Max has been a client for decades; he farms in Southwest Ohio. Max is a pretty easy going guy, but he takes business very seriously.
I suppose it was early summer of 2018, Max called me to ask my opinion about a very unusual phone call he received from the Ohio Department of Agriculture (ODA), Grain Warehouse Division.
Just for clarification, the ODA calls grain elevators “grain warehouses”. The Grain Warehouse Division’s tasks include issuing permits to qualified applicants to operate a grain warehouse, which includes the authority to buy, take possession and sell grain and oilseeds. ODA also audits grain warehouses whenever they see fit to ensure each warehouse is financially sound to conduct grain merchandising.
When a grain warehouse gets into financial trouble, ODA has the authority to help the warehouse “work out” its problems as well as shut it down, lock the doors and divide the assets among the creditors. Farmers with grain at such an elevator on Delayed Price or Price Later or basis contracts are unsecured creditors and wait at the end of the payment line for what money might be left after the secured creditors get 100% of their money, if 100% is available. If 100% is not available for the secured creditors, guess what the unsecured creditors get, which is usually the case.
These farmer creditors can file a claim with the ODA to collect a percentage of their loss from the Ohio Grain Indemnity Fund which was established in 1983 to reimburse farmers when a grain handler becomes insolvent. The fund initially was funded by grain check off from farmers’ grain settlement checks until it is fully funded as specified by the Ohio Revised Code.
Adam Boerger called Max out of the blue, identified himself as an ODA Grain Warehouse Inspector. Adam told Max to get a piece of paper and write the phone number for Coshocton Grain, call and ask for so and so, who will write a check to Max for 11, 900+ bushels of corn at $2.91 a bushel.
After Max caught his breath, he asked Adam what in tarnation was going on? Max told Adam he had never delivered grain to Coshocton Grain and, in fact, he had never done any business with Coshocton Grain, which was located on the opposite corner of the state.
Adam said words to the effect, “Look, Max, we have been working on this settlement for years. In a nut shell, after Peavey sold its Lily Chapel grain elevator to another operator, who then got into serious financial trouble, the owner leased it to Cargill for a couple years. The records show you delivered 11,900+ bushels of corn to Lily Chapel and you were never paid. When the Cargill lease ended, Coshocton Grain bought the assets and liabilities of the Lily Chapel grain warehouse.”
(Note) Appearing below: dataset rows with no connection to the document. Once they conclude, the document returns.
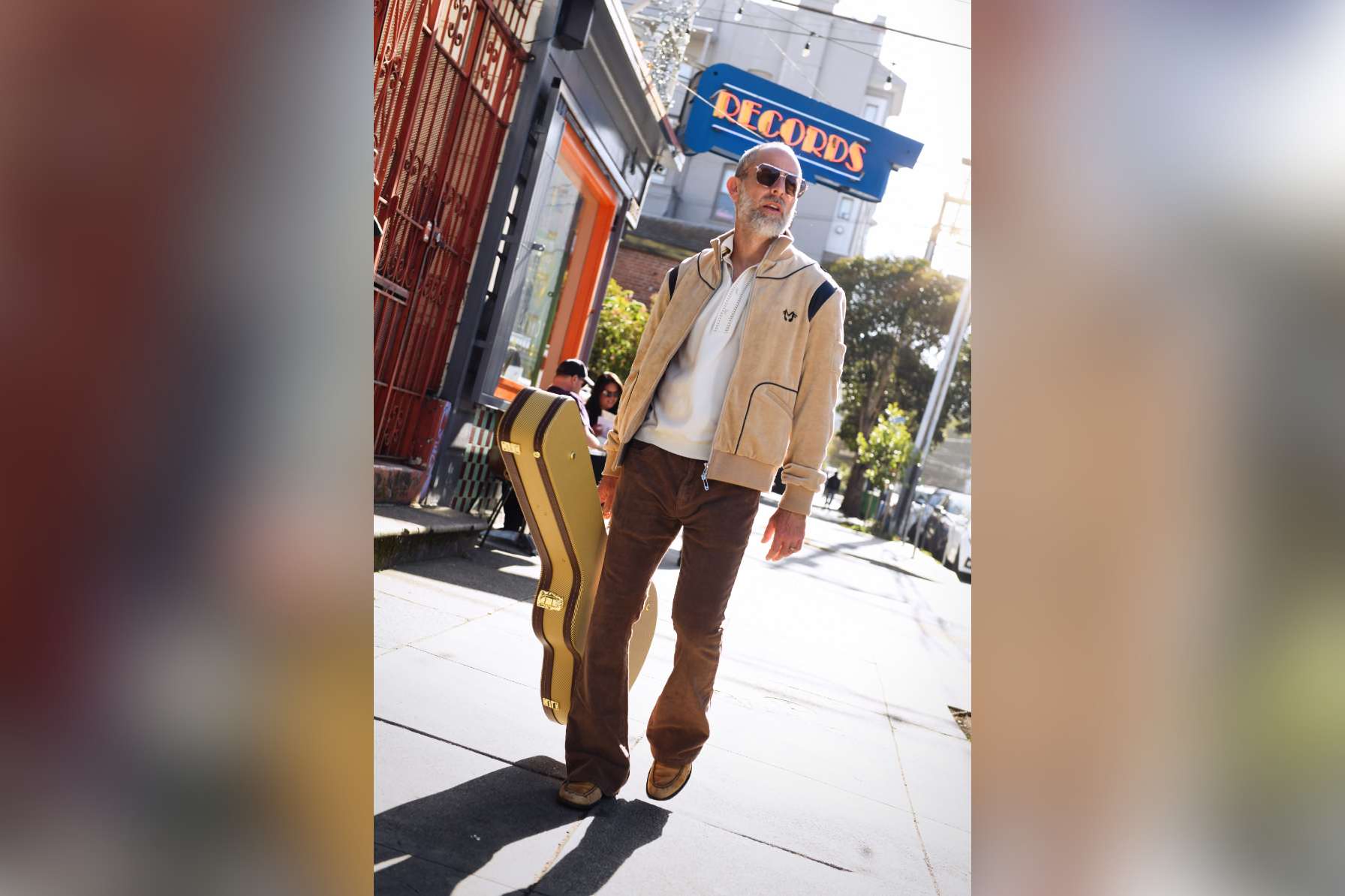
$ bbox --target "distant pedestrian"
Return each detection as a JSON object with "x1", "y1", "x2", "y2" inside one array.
[{"x1": 823, "y1": 470, "x2": 841, "y2": 510}]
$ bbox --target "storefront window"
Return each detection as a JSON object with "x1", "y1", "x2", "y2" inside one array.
[
  {"x1": 710, "y1": 166, "x2": 736, "y2": 221},
  {"x1": 501, "y1": 168, "x2": 584, "y2": 385},
  {"x1": 495, "y1": 124, "x2": 616, "y2": 399}
]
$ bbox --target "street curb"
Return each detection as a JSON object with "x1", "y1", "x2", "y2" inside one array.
[
  {"x1": 374, "y1": 504, "x2": 488, "y2": 572},
  {"x1": 803, "y1": 538, "x2": 949, "y2": 585}
]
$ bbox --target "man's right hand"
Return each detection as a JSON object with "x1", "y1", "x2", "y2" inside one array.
[{"x1": 597, "y1": 477, "x2": 620, "y2": 519}]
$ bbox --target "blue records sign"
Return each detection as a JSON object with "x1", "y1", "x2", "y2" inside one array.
[{"x1": 682, "y1": 63, "x2": 924, "y2": 202}]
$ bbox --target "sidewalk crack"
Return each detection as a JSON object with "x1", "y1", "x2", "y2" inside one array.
[{"x1": 873, "y1": 663, "x2": 943, "y2": 896}]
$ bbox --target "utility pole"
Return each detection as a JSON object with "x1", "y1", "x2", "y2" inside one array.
[
  {"x1": 925, "y1": 194, "x2": 971, "y2": 263},
  {"x1": 925, "y1": 159, "x2": 971, "y2": 263},
  {"x1": 895, "y1": 281, "x2": 971, "y2": 538}
]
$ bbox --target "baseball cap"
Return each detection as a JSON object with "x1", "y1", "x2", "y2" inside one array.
[{"x1": 555, "y1": 358, "x2": 593, "y2": 386}]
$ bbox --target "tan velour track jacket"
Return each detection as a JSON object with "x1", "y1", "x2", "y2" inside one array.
[{"x1": 604, "y1": 230, "x2": 846, "y2": 514}]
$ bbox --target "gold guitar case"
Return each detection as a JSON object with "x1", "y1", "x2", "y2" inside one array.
[{"x1": 495, "y1": 387, "x2": 659, "y2": 725}]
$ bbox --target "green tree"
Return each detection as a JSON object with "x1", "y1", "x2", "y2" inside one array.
[
  {"x1": 589, "y1": 280, "x2": 650, "y2": 380},
  {"x1": 830, "y1": 257, "x2": 970, "y2": 516},
  {"x1": 856, "y1": 402, "x2": 912, "y2": 489}
]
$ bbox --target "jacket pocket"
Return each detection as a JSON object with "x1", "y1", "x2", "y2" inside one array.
[{"x1": 733, "y1": 382, "x2": 798, "y2": 465}]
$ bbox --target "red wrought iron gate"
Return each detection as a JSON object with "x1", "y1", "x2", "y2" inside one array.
[{"x1": 374, "y1": 0, "x2": 537, "y2": 462}]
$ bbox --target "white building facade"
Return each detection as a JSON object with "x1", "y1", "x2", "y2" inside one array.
[{"x1": 623, "y1": 0, "x2": 905, "y2": 263}]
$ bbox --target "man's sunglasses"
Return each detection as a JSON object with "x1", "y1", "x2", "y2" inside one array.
[{"x1": 757, "y1": 161, "x2": 808, "y2": 198}]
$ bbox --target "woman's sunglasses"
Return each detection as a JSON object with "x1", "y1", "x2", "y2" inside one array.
[{"x1": 757, "y1": 161, "x2": 808, "y2": 198}]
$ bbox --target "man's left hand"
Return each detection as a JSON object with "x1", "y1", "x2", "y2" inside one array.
[{"x1": 761, "y1": 509, "x2": 808, "y2": 562}]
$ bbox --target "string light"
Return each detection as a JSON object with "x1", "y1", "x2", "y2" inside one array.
[{"x1": 630, "y1": 0, "x2": 697, "y2": 107}]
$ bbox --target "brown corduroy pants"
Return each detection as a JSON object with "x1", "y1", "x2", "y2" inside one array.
[{"x1": 565, "y1": 441, "x2": 760, "y2": 794}]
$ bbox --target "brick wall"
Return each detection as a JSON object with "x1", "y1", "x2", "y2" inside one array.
[{"x1": 612, "y1": 246, "x2": 678, "y2": 305}]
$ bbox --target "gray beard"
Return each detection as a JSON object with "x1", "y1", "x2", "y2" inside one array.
[{"x1": 744, "y1": 201, "x2": 793, "y2": 238}]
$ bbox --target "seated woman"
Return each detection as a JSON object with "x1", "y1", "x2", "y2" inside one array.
[{"x1": 585, "y1": 370, "x2": 625, "y2": 482}]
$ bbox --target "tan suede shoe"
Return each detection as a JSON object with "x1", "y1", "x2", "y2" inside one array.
[
  {"x1": 555, "y1": 780, "x2": 603, "y2": 808},
  {"x1": 644, "y1": 759, "x2": 691, "y2": 799}
]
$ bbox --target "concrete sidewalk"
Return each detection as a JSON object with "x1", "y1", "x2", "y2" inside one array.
[
  {"x1": 761, "y1": 492, "x2": 960, "y2": 585},
  {"x1": 374, "y1": 504, "x2": 971, "y2": 896}
]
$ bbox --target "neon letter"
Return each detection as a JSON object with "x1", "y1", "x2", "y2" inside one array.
[
  {"x1": 799, "y1": 125, "x2": 827, "y2": 159},
  {"x1": 757, "y1": 109, "x2": 784, "y2": 139}
]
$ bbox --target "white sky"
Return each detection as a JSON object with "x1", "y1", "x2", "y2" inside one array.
[{"x1": 823, "y1": 0, "x2": 973, "y2": 277}]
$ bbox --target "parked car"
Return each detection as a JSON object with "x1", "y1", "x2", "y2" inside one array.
[
  {"x1": 920, "y1": 491, "x2": 971, "y2": 558},
  {"x1": 904, "y1": 486, "x2": 948, "y2": 543},
  {"x1": 943, "y1": 501, "x2": 971, "y2": 580}
]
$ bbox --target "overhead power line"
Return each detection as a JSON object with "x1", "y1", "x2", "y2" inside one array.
[{"x1": 764, "y1": 4, "x2": 971, "y2": 50}]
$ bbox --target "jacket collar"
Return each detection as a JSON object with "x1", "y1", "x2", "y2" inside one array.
[{"x1": 697, "y1": 229, "x2": 793, "y2": 287}]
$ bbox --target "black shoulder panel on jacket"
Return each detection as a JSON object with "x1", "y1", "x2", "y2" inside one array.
[
  {"x1": 808, "y1": 280, "x2": 837, "y2": 320},
  {"x1": 757, "y1": 261, "x2": 822, "y2": 280}
]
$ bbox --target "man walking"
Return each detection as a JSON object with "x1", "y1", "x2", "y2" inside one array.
[
  {"x1": 558, "y1": 143, "x2": 844, "y2": 807},
  {"x1": 823, "y1": 470, "x2": 841, "y2": 510}
]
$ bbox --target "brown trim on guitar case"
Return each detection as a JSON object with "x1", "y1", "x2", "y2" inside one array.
[
  {"x1": 533, "y1": 399, "x2": 584, "y2": 656},
  {"x1": 496, "y1": 389, "x2": 561, "y2": 724}
]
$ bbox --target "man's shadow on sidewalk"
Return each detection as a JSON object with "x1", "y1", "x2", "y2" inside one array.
[{"x1": 374, "y1": 756, "x2": 669, "y2": 896}]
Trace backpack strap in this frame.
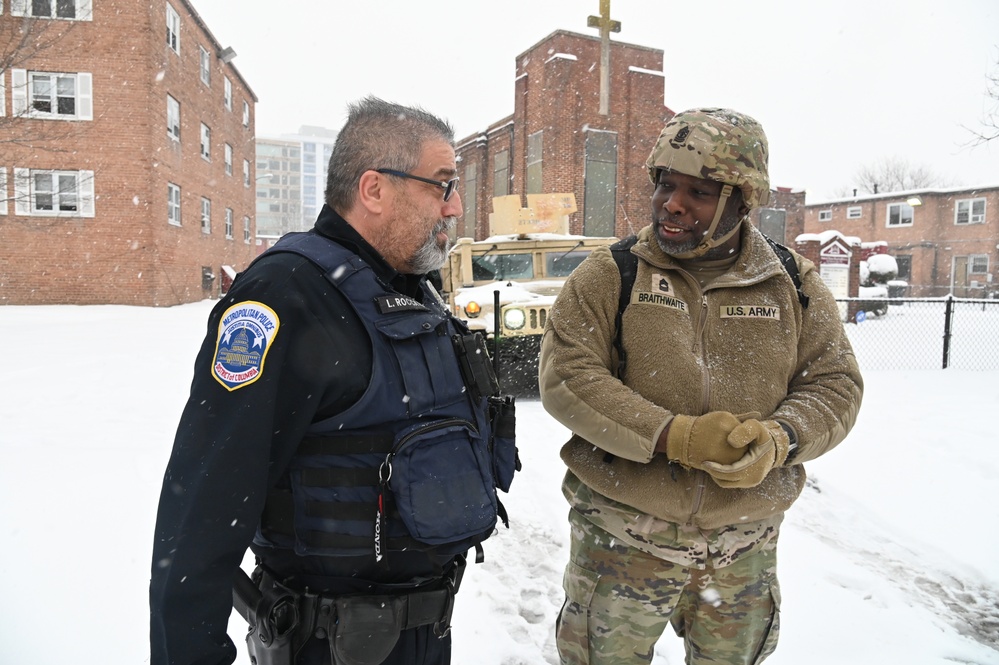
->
[610,235,808,378]
[763,235,808,309]
[610,235,638,378]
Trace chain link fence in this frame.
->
[837,296,999,370]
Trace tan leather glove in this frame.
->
[657,411,760,469]
[704,420,790,489]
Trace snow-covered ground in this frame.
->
[0,301,999,665]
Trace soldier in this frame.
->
[540,108,863,665]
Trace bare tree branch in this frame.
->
[853,157,947,194]
[964,49,999,147]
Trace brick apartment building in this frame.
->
[0,0,257,305]
[457,30,673,239]
[801,186,999,298]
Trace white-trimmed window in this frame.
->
[10,0,94,21]
[14,168,94,217]
[888,203,913,227]
[968,254,989,275]
[954,197,985,224]
[201,123,212,161]
[198,46,212,86]
[201,196,212,233]
[167,182,180,226]
[10,69,94,120]
[167,95,180,141]
[0,166,7,215]
[167,2,180,55]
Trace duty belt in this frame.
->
[233,557,465,665]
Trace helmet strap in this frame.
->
[673,185,742,259]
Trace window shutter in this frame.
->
[10,69,28,117]
[79,171,94,217]
[76,0,94,21]
[14,168,31,215]
[76,72,94,120]
[0,166,7,215]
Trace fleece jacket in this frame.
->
[539,222,863,529]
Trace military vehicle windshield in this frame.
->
[545,250,590,277]
[472,252,536,282]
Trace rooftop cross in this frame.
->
[586,0,621,115]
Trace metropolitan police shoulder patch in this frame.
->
[212,301,281,391]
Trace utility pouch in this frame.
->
[489,395,521,492]
[388,418,497,554]
[451,332,499,402]
[330,596,405,665]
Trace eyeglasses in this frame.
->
[375,169,460,201]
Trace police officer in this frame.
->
[150,98,515,665]
[540,108,863,665]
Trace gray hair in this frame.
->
[326,97,454,213]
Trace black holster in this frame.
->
[234,556,465,665]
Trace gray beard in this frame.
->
[409,217,458,275]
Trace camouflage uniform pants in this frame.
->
[555,510,780,665]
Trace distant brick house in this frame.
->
[802,186,999,298]
[0,0,257,305]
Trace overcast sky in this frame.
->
[191,0,999,203]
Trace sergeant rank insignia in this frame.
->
[212,301,281,391]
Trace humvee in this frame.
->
[441,194,617,395]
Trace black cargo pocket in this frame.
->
[489,395,520,492]
[555,561,600,665]
[753,579,780,665]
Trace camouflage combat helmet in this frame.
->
[645,108,770,209]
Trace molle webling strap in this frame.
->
[673,184,742,259]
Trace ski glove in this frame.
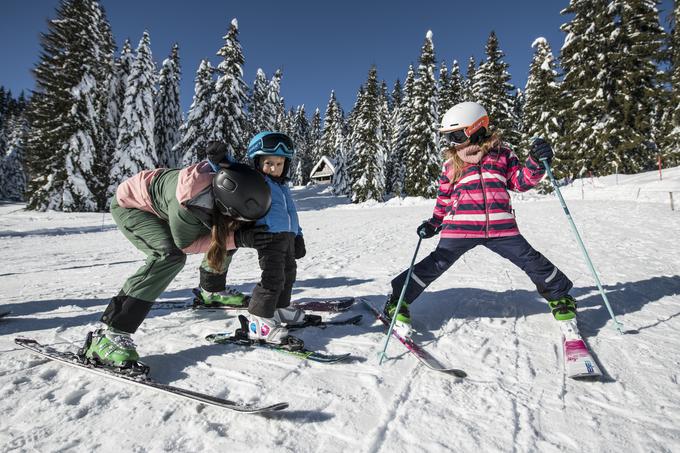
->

Max told Adam, “I am sure I was paid for every bushel I ever delivered to Lily Chapel. In fact, I am quite sure Cargill paid me for those bushels that year. This isn’t right, Adam.”
Adam said, “Listen to me Max, we really want to get this mess cleaned-up. Will you please just call Coshocton Grain and tell them where to send the check so we can get this mess off the books. The records clearly show you are due this money. Now, do us favor and just call Coshocton Grain and tell them who to make the check out to and where to send it.”
Max called me immediately, explained the situation. He talked like he had been hit in the head with a small hammer; quite disoriented for Max, but he insisted he was paid for every bushel he ever delivered to Lilly Chapel. Having worked with Max for more than 30 years, I knew he knew he had been, in fact, paid for those bushels.
I reminded Max how government people always think their numbers are correct, that Max had no way to prove their numbers wrong and, if he did not take the settlement, ODA was going to be really ticked-off at him. I told him I was sure the mistake was not by ODA, but by the people recording the grain coming in and going out of Lily Chapel. Most people going belly-up do not keep good records because good records tell them what they do not what to accept.
Max said, “Roger, I am telling you I was paid for every bushel I took there. I am not owed this money!”
I said to Max, “Do you want to go to court, have a trial to prove you are not owed this money? Of course not! Do everybody a favor, including yourself and me, make the call, get your money. If you can’t bring yourself to spend the money, put it in a savings account until you are convinced no one will ever demand that money back. And, by the way, when you do make the call, tell them the price should be $3.56.”
Max got the money, but not $3.56. He had to settle for only $2.91 as I recall, about $34,000.